L’arte di Closky è infatti il frutto di un continuo campionamento sulla realtà che ci circonda, in particolare sul rutilante mondo dell’informazione popolare e dell’advertising. L’artista francese è affascinato dal potere seduttivo insito nel linguaggio pubblicitario e ne parodia con arguzia il tono filosofico e imperativo.
In un altro progetto intitolato Calendar 2000, offre un elenco esilarante di slogan pubblicitari, uno per ogni giorno dell’anno, presentati come aforismi e con tanto di firma: la marca del prodotto ovviamente. (http://www.walkerart.org/gallery9/closky )

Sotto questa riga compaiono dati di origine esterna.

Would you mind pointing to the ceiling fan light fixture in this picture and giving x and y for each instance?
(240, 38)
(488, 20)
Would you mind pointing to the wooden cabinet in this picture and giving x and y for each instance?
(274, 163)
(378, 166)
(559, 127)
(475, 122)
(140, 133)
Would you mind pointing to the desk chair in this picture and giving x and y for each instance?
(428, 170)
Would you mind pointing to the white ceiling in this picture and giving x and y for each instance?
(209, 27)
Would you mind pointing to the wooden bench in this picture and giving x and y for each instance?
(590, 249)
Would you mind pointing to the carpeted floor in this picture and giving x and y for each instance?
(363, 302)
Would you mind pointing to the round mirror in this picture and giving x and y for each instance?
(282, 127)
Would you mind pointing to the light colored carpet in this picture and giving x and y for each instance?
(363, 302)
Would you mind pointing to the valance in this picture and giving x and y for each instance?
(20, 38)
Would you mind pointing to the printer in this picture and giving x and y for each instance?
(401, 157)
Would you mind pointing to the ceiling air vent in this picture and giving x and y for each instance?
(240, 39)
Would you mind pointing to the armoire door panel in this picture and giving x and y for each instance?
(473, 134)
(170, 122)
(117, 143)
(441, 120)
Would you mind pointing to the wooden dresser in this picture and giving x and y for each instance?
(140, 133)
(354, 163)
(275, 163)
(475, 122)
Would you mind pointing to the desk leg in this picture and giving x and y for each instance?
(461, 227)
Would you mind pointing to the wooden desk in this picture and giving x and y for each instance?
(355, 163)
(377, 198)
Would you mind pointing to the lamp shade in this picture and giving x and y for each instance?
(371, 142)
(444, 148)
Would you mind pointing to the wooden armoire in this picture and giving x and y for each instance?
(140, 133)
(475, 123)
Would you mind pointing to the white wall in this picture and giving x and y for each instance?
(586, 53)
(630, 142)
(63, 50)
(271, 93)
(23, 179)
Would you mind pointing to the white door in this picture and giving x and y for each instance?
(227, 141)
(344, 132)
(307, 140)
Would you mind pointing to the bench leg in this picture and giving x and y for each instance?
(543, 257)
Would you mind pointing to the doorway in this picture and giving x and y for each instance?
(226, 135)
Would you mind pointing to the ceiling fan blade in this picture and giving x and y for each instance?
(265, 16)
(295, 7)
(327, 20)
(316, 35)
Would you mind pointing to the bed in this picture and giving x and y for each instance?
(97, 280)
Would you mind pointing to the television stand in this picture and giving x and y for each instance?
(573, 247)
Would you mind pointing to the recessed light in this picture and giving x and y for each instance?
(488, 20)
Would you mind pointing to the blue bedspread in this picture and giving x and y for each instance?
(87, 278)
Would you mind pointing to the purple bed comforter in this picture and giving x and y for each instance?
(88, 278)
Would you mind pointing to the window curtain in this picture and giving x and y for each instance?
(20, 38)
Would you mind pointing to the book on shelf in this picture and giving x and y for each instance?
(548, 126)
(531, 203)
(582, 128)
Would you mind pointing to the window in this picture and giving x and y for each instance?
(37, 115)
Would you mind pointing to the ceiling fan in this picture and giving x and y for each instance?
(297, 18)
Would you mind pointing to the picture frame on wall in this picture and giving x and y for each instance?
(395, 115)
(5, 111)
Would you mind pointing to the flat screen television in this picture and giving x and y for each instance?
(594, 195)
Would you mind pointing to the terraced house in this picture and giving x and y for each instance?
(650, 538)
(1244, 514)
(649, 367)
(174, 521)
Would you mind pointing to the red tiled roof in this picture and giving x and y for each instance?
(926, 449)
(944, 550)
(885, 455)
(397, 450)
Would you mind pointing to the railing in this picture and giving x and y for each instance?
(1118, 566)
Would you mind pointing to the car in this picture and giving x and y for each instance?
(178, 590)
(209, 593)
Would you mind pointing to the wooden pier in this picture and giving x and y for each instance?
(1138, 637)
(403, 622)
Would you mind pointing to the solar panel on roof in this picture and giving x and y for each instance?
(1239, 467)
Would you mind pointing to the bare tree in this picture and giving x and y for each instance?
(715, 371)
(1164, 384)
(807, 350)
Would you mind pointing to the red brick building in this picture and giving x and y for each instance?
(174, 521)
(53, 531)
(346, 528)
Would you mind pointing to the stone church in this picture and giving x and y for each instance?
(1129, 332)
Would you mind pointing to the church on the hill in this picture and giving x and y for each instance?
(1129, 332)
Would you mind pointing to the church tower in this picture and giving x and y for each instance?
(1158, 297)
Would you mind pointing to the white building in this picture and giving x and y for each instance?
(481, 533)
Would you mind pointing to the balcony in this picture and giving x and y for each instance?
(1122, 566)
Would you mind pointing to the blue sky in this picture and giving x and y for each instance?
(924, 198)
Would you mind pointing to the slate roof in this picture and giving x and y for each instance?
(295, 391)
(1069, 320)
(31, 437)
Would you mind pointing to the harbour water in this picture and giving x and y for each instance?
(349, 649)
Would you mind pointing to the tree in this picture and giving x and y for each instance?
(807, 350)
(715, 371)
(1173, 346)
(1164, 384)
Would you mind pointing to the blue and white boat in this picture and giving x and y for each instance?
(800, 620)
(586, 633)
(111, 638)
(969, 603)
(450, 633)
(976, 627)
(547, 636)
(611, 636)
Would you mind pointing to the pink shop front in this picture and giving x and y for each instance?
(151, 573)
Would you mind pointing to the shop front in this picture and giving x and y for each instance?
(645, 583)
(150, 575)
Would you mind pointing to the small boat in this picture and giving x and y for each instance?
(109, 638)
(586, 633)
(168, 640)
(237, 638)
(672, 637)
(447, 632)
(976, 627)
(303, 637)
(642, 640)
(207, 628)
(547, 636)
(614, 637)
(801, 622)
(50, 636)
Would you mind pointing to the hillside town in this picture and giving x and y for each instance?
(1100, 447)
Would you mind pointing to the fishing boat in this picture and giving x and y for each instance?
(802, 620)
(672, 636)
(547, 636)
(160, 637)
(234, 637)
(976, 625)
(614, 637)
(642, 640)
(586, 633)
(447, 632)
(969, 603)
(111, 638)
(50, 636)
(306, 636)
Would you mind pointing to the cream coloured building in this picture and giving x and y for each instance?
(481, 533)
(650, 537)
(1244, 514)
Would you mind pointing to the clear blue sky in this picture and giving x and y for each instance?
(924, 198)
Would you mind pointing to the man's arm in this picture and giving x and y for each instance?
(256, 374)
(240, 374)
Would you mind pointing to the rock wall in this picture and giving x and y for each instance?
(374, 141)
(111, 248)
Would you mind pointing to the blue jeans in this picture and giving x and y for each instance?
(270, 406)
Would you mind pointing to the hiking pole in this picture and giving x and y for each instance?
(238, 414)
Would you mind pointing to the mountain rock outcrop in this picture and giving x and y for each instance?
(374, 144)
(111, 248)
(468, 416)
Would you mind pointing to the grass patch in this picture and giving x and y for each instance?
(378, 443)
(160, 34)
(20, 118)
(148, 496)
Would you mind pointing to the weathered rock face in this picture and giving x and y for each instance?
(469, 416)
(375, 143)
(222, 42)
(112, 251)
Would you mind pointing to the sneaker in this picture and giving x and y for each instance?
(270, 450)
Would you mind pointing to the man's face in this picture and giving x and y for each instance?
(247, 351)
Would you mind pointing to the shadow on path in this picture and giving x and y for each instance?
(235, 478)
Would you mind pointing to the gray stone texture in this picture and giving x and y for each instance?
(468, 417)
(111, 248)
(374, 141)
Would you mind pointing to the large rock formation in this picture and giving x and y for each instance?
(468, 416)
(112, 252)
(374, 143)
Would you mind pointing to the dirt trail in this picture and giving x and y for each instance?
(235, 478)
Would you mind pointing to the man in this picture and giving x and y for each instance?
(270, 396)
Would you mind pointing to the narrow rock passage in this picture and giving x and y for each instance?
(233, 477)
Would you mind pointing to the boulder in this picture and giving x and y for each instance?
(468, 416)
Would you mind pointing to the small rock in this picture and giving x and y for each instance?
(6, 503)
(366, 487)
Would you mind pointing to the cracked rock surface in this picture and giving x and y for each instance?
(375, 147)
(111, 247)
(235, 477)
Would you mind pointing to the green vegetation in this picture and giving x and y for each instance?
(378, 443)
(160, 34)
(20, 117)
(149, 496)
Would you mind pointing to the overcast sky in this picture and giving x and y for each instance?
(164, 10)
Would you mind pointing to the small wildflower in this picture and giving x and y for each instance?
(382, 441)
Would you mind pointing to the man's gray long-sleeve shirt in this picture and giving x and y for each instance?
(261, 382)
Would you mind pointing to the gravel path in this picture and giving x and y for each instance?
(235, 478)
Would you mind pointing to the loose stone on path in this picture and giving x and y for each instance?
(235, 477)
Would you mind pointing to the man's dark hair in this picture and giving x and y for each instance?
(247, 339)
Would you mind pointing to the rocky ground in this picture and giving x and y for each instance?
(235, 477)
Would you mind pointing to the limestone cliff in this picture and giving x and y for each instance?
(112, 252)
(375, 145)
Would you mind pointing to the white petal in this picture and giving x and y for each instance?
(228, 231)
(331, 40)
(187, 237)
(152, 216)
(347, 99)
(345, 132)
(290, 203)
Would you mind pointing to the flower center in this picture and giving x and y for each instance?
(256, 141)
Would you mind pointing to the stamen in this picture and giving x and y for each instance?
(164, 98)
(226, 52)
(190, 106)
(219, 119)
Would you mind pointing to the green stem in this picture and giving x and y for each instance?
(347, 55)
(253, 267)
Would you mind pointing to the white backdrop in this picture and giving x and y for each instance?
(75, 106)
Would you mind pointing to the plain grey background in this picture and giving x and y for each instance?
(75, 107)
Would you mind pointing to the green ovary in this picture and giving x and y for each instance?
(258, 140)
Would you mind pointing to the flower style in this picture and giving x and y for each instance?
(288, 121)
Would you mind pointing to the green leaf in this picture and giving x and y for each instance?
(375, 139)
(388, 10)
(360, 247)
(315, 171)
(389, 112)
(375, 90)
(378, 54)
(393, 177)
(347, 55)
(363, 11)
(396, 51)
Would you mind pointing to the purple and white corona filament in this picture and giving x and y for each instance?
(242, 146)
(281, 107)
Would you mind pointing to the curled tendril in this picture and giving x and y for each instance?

Il lavoro di Closky ha un forte stampo concettuale e ha radici tutte francesi, da Duchamp a Fluxus, fino alla letteratura “assurdista” del gruppo OULIPO. Egli sperimenta da anni con una grande varietà di tecniche (pittura, collage, video, computer) portando avanti un discorso personale coerente, ma sempre innovativo. Quello che differenzia Closky dai suoi predecessori è l’approccio verso il mondo dei consumi oggetto della sua critica; si tratta infatti di qualcosa di molto diverso dal freddo distacco e dal rifiuto intransigente di altre correnti; quella di Closky e di molti suoi coetanei è una riflessione che nasce dall’interno. L’artista non nega di subire la fascinazione della società consumistica, dell’informazione popolare e della pubblicità, ma si diverte a indagarne gli effetti e a giocarci senza esserne mai totalmente preda. Per convincersene basta leggere le sue interviste in cui dimostra di conoscere molto bene i meccanismi della seduzione pubblicitaria e si diverte a rispondere con massime tratte da spot e cartelloni. Quando Philippe Vergne, curatore del Walker Art Center , gli chiede “Gli anni Ottanta stanno tornando, cosa ti spaventa di più in questo?” Closky risponde: “Mi spaventa che “La bellezza è senza tempo” come dice Max Factor, e che “Il domani non muore mai” come predice Omega”.